Hunt warns of further sanctions against Russia as new plot is revealed
The Times reports that Western countries joined forces yesterday to expose a Russian GRU unit which tried to hack the Office for the Prohibition of Chemical Weapons a month after the Salisbury attack. Foreign Secretary Jeremy Hunt warned that the ‘hard evidence’ would lead to further sanctions against the country.
Varadkar calls for new border plans to be published quickly
The Guardian reports remarks made by the Taoiseach Leo Varadkar in Brussels yesterday, in which he called on the UK to publish the revised plan for the border ‘as soon as possible’ so that a deal could be reached by November. European Council President Donald Tusk criticised Foreign Secretary Jeremy Hunt’s ‘unwise and insulting’ comparison of the EU and the USSR, and claimed that the EU was willing to offer a ‘Canada-plus-plus-plus deal’.
European agency turned down UK’s request for joint no-deal aviation plan
Correspondence seen by the BBC shows that the Civil Aviation Authority tried to reach a joint no-deal transition plan with the European Aviation Safety Agency but was turned down in July. EASA told the BBC that ‘discussion about technical details would not be useful since the framework for which we need to prepare is not known.’

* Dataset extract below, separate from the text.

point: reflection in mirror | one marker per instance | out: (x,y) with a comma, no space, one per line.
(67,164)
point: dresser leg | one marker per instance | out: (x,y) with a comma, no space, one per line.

Food bank usage up 52% in areas where Universal Credit rolled out
The Financial Times warns that research by the Trussell Trust shows that use of food bank increases by 52% over twelve months in areas where Universal Credit has been rolled out, compared to 13% in areas where it hasn’t. The benefit is due to be rolled out to 2.1m further families between 2019 and 2023.
Ending austerity could cost £20bn
The Times says that the Institute for Fiscal Studies has warned that the cost of ending austerity, as promised by Theresa May in her conference speech, will be £20bn if it includes an increase in public sector wages. Downing Street and the Treasury have not explained what the Prime Minister meant in her speech.

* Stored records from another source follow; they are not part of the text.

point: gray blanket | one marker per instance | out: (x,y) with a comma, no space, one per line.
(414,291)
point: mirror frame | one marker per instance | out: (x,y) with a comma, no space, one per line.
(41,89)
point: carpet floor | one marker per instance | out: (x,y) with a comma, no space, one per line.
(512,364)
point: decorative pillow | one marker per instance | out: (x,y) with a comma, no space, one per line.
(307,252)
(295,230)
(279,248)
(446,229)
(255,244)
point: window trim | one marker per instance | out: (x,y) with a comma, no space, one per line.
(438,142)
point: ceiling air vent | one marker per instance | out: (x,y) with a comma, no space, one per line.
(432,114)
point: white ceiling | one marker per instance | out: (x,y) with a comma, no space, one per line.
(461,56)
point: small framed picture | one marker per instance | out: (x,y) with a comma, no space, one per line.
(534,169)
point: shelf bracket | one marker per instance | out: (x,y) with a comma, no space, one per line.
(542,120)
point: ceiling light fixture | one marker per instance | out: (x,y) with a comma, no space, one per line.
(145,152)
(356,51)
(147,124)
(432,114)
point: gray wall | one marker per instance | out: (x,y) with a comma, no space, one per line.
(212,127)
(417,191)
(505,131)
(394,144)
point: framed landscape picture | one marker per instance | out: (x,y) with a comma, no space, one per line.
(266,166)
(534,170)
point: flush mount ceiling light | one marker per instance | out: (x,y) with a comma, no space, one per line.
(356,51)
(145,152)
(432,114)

Wealthy move assets out of UK owing to Corbyn fears
According to the Financial Times, which has spoken to a number of wealth managers, many of the UK’s ‘super-rich’ are moving assets out of the country or even planning to emigrate, because of the prospect of a Government led by Jeremy Corbyn. One wealth manager told the paper that ‘most people are much more worried about Corbyn than Brexit.
No-deal Brexit leaves a million workers exposed to pay cuts and job losses
The Sun carries details of new research by the Institute for Fiscal Studies, which warns that a no-deal Brexit would leave almost a million blue collar workers in industries such as car-manufacturing and chemicals ‘highly exposed’ to job losses and pay cuts, with the biggest pain felt in the Midlands and Northern Ireland.
McDonnell joins McStrike
The Daily Mail reports that Shadow Chancellor John McDonnell joined striking workers from firms including McDonald’s, TGI Fridays, Wetherspoons, Uber and Deliveroo at a protest in Leicester Square yesterday. The workers are calling for a minimum wage of £10 an hour and the end of ‘precarious’ contracts.